There are basically two kinds of romantic suspense novels. In the first, there is a mystery. The villain remains unknown throughout the book only to be uncovered in the climactic ending scenes. The author must be very skilled at plotting to insure that the reader remains in suspense but doesn't feel tricked at the end. In the second type, the
villain is pretty clear from the start. What remains unclear are his motives. Here the author must be very skilled at creating an ominous atmosphere and a feeling of impending danger. Helen R. Myers' new book is of the second type and she skillfully maintains an aura of danger and uncertainty throughout the story.
Nicole Loring is a highly skilled art auctioneer at Dallas' premiere gallery/ auction house. When a fire damages her apartment, she bunks in with her brother Jay for a few nights. Arriving home exhausted late one night, she hears suggestive sounds from his bedroom and decides that her best course is simply to go to sleep. When she goes into her brother's room, she finds his body, in a most horrible condition. The verdict? Suicide by misadventure as a result of autoerotic stimulation gone wrong.
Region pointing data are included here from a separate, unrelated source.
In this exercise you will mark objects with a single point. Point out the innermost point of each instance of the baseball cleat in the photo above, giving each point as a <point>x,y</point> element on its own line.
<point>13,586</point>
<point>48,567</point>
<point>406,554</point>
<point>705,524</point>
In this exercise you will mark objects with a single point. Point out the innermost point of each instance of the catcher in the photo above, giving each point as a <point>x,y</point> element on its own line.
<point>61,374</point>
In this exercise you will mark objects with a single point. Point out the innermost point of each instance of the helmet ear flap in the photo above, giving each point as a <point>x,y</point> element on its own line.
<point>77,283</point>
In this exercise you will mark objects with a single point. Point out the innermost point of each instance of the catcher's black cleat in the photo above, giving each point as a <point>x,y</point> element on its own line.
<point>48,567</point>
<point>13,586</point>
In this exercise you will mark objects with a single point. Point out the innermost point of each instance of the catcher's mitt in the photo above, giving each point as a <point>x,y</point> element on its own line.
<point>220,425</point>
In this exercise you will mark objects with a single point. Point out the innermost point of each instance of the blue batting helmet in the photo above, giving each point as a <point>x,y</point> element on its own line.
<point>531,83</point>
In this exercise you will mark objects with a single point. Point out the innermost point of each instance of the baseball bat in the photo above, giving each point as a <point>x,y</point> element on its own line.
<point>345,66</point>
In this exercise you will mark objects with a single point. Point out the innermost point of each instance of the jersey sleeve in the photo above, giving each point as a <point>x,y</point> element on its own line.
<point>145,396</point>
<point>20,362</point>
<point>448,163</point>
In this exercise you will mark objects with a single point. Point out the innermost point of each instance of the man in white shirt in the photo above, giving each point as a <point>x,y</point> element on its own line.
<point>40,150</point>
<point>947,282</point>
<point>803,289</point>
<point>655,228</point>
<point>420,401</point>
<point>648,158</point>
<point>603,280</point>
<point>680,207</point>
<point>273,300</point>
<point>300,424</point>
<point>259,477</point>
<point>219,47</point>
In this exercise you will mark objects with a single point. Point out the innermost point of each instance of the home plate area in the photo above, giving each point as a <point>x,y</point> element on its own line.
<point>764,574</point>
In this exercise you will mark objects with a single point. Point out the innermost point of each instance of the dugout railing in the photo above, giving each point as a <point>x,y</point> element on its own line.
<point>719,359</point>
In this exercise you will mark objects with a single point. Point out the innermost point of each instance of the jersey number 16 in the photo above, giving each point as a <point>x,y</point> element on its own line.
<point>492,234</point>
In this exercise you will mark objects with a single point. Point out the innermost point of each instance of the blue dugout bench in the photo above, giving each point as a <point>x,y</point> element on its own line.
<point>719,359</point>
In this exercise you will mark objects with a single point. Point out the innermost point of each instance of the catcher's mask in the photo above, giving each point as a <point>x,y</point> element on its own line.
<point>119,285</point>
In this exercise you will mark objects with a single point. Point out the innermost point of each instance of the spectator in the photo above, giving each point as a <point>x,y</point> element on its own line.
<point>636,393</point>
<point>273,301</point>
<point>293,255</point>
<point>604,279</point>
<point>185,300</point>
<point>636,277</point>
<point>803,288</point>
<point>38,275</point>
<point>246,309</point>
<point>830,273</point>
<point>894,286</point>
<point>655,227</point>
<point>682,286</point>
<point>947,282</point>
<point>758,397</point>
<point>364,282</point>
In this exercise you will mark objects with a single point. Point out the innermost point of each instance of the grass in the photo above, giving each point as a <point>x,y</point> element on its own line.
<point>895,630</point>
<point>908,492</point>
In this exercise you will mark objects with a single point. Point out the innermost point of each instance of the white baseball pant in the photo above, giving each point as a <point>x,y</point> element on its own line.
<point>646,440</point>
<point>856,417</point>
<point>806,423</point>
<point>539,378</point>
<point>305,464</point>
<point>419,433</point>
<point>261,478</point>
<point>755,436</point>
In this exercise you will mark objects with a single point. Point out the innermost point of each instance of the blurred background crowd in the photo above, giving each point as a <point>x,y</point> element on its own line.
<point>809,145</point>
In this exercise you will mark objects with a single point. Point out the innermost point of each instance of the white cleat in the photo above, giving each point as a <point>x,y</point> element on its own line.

Three weeks later, Nicole is a mess. The shock of the discovery and the treatment she received from the detective who investigated Jay's death have left her floundering. When she imbibes too freely at a cocktail party after an auction, her boss asks one of the hired guards to see her home.
Roman McKenna has been moonlighting at the auction house for several weeks. He has noticed Nicole and has found her attractive. But his own personal problems have kept him from approaching her. Roman is a divorced father whose beloved five year old daughter is losing her battle with leukemia. He has little emotional energy left.
Roman is somewhat bemused by Nicole's antagonism toward the police and quizzes her about the source of her anger. Clearly, it stems from the investigation of her brother's death. Roman has just been promoted to detective and decides to look into the case. This brings him into contact with the detective in charge, Wes Willard. The all too smooth
Willard is not popular with the other detectives, and Roman senses from the start that there is something more to the case.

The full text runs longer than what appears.